Las calificaciones, la musica y tus inquietudes

Al igual que ustedes, yo también me pregunto como pueden relacionarse las las tres palabras que componen este título. Me pregunté si podría escribirse algo al respecto, considero que sí y aquí vamos.

Ahí tenemos al pobre Vicente Murillo, sentando pensando en las posibles etimologías que unen a cada palabra. Las mira por un lado, las mira por el otro; las voltea y las retuerce, nada, no halla absolutamente nada. Decepcionado por su primer perspectiva, y obviamente cansado, porque el concentrarse en perspectivas cansa mucho, decide abandonar la silla de madera de pino de tercera, compañera desde sus estudios de filosofía en el bachillerato. Enciende su cigarro, contempla la calle que se postra frente a él, como si la vida pasara de soslayo; o quizá con momentos felices, pero es inexorable su paso, huella de un gigante que acaba por vencernos a todos.

Las buenas calificaciones nunca fueron una particularidad que realzara la existencia de Vicente, tampoco las malas. Fue uno de esos estudiantes peligrosos, porque no se le veía un destino claro, y su propensión a hacer nada de su vida era alto. La concepción de sí mismo era diezmada por una ceguera, como si de asperger se tratara. En la clase de música era el peor, nunca llevaba el ritmo y pocas veces hacia el esfuerzo por hacerlo; terminó siendo músico en un bar, de esos que cambian de administración cada 6 meses en el DF. Su gata, La Carmela, como le había nombrado la hija de la vecina del número 6 de la calle Dr. J. Navarro, era un ser de los más perezoso y poco hogareño, comportamiento muy común en los felino. Vicente poseía una mirada inquisitiva, un rostro de esos que fácil se olvidan, porque todos los mexicanos tenemos uno igual, algo así como el de Speedy González. Una estatura promedio, pa' pronto un mexicano sin ton ni son, sin chiste ni gracia, pero sí un desgraciado. Y también era un zapatista.
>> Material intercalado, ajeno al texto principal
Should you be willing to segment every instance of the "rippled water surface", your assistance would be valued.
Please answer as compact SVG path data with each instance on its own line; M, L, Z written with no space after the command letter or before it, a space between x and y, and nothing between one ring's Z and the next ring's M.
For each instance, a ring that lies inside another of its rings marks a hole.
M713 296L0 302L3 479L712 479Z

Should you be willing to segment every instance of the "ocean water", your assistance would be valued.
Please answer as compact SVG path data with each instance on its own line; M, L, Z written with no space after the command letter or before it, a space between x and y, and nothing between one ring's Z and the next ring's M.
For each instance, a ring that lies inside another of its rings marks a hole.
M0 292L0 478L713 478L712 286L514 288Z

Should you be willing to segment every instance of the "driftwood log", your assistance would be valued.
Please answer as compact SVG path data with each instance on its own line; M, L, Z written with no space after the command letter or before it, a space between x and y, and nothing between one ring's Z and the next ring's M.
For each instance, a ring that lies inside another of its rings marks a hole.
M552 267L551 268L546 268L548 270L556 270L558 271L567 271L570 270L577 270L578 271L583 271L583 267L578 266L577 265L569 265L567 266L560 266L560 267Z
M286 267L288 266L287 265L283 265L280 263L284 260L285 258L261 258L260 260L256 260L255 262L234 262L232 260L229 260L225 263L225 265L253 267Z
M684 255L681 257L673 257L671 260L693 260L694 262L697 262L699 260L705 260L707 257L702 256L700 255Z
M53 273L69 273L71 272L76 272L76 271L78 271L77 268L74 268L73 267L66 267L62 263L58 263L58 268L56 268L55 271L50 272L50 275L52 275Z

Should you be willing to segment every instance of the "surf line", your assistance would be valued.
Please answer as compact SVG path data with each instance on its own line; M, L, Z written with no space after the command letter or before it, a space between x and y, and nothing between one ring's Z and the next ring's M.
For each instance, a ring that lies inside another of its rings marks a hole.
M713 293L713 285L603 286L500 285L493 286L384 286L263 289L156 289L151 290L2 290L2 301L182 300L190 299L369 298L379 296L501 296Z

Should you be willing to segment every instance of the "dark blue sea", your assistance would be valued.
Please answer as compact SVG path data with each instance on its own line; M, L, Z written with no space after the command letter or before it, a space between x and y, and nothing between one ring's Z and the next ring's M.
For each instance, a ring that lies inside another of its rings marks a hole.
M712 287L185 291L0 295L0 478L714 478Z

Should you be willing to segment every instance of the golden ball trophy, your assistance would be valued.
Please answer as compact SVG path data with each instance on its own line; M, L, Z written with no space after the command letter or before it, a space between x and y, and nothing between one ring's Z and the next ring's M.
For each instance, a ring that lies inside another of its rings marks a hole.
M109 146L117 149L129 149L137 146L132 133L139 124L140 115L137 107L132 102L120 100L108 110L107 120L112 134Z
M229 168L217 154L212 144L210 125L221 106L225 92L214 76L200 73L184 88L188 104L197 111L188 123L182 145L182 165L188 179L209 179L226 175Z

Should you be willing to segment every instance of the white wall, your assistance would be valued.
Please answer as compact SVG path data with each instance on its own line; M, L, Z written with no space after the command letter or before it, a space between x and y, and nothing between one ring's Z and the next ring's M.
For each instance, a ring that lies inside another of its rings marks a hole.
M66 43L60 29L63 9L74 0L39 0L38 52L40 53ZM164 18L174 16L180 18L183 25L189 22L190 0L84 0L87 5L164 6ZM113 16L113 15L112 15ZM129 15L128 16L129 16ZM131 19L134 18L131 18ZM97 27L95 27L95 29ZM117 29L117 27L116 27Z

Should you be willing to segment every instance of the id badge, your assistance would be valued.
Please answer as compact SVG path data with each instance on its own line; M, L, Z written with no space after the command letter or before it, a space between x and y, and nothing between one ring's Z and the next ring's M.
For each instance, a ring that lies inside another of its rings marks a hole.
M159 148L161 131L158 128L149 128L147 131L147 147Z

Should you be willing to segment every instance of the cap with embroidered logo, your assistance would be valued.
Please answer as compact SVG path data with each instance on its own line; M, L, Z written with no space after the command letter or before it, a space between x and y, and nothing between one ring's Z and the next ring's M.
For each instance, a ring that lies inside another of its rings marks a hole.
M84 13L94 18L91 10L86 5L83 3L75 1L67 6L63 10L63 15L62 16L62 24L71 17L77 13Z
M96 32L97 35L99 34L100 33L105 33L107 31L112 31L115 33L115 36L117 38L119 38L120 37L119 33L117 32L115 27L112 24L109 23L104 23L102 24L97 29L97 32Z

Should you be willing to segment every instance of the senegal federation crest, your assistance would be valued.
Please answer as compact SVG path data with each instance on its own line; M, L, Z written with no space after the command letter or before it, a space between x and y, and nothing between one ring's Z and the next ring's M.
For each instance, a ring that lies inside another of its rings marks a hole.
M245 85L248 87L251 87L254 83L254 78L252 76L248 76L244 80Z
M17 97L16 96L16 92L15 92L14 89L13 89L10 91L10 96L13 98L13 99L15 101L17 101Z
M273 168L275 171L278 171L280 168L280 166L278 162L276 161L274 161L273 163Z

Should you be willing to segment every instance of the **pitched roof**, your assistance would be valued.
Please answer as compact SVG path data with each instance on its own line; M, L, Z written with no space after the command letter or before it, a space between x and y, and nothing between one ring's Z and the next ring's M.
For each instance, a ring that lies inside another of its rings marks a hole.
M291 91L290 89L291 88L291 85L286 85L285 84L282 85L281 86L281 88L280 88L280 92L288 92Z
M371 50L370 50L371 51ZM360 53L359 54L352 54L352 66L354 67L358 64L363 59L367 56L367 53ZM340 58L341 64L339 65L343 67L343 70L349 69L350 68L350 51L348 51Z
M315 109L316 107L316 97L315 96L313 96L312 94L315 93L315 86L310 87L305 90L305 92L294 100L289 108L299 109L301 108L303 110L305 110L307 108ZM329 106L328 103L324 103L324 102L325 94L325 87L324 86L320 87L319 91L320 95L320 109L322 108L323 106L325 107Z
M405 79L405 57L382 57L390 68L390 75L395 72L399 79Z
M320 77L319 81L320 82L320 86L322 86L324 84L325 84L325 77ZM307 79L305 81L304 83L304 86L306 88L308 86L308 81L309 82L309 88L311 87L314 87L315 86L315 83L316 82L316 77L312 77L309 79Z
Su cuarto era un poco chico, con la puerta derruida y problema de roedores, presumiendo apenas un café que seguramente era el color original, es decir, desde que había sido colocada la puerta. El picaporte oxidado y con un solo tornillo, aunque tenemos que decir que funcionaba a la perfección. Una habitación, y una cocina, eso es todo en su interior. Su estufa, de esas de color blanco que apenas distingues con una hielera y una marca que nunca se muestra en anuncios televisivos; grasa escurrida por los quemadores y por las paredes laterales. Pegada a ella, una mesa de 3 pies, no de alto, sino de columnas, ¿la cuarta? una pila de tabiques mal apilados, eso sí, de toda clase de tamaños y colores; parte del estilo minimalista que el habitante tanto apreciaba. Vicente se sentaba en la cocina todas las mañanas, pensando que ésta es parte fundamental de una familia y de un constructo social, sin ella simplemente no habría sociedad. Después salía a ganarse la chuleta de todos los días.

Murillo, como ya dije, era músico no por convicción, sino por error. Aprendió a tocar el acordeón saliendo de la escuela, un amigo le enseñó cuando éste se hallaba ebrio y Vicente tenía que complacerlo. Tocaba un acordeón de los más corrientes para un grupo norteño que se había quedado sin vocalista hacía muchos años, y el cual no lograban encontrar. Fue el último de 10, de los cuales 7 fueron muertos por riñas ajenas, 2 por propias y el décimo simplemente un día no llegó, nadie movió una piedra por él. Tocaban todos los viernes, porque un anuncio en cartulina verde fosforescente así lo anunciaba "Música en Vivo, lo mejor del Tex-Tex"

Vicente, como quien dice Vic, había llegado a la gloriosa edad de 40 años, y sus inquietudes seguían aletargadas, o quizá entumidas por tantos inviernos sin conocer la luz. Lo estaban matando, infringiendo un escosor en su mente, algunas veces cedían, otras resistía hasta bien entrada la noche. ¿Insomnio? frecuente y funcional para que Vic, como quien dice Vicente.